Reputation: 13
So i'm making a game, where you have to calculate the next number in the fibonnaci seq. on a timer
Ex. 0, 1 => next number = 1
1, 2 => next number = 3
2, 3 => next number = 5
And so on...
The thing is... once you get to bigger numbers, that are harder to calculate, you would want to do basic addition, from right to left. So you have 2 options, either do it in your mind, or type it down and reverse the number after, which is exactly what I have coded it to do.
It is reversing the number, using the normal algorithm for it, but there is one problem.
Normally, you go from right to left with the math, and type every digit down, and once you get to adding the last digits of the 2 numbers, if the sum of these 2 goes over 10, you just write the number before the other digits
Ex:
567 + 723
1. 7 + 3 => 0 Number = 0
2. 6 + 2 = 8 + the carried 1 = 9 Number = 90
3. 5 + 7 = 12 Number = 1290
In the input bar, you would type it like 0912, but that wouldn't work since the 12 has to be reversed as well into 21. Since I don't want this to be a nuisance for the player, the question is
How do I reverse the first digits 2 digits of a number?

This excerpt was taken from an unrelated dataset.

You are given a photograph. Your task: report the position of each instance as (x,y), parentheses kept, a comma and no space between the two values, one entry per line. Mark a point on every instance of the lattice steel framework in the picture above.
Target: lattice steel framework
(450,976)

My guess would be adding 1 variable that stores the reversed sum of the numbers, and then 2 other variables storing the number after the first 2 digits in one, and the other one storing the first 2 digits and reversing them, then adding the first 2 digits reversed to the other part multiplied by 100
Even so, I don't believe it is my best options, since I can't be sure if the numbers are 3 digits with sum >999 or normal 4 digits with the sum <9999
If you have any better ideas, please tell me. If you have any questions about my code, I'll gladly post it My apologies if this is hard to understand, the human mind is hard to explain.
Upvotes: 1
Views: 869
Reputation: 67584
A relatively simple way is this (see it live here):
public static long SwapFirstTwoDigits(long val)
{
if(val < 10) return val;
long mask;
for(mask = 1; mask < val; mask *= 10) {}
mask /= 100; // two back
var firstTwoDigits = val / mask;
return val % mask + (firstTwoDigits % 10) * mask * 10 + firstTwoDigits / 10 * mask;
}
Basically you build the base 10 mask of all the digits you want to leave alone (so two behind the first two digits from the right) and simply swap the rest with modulo arithmetic.
Output from the linked fiddle:
Input: 1530, Output: 5130
Input: 16789, Output: 61789
Input: 34, Output: 43
Input: 3, Output: 3
Input: 0, Output: 0
Upvotes: 1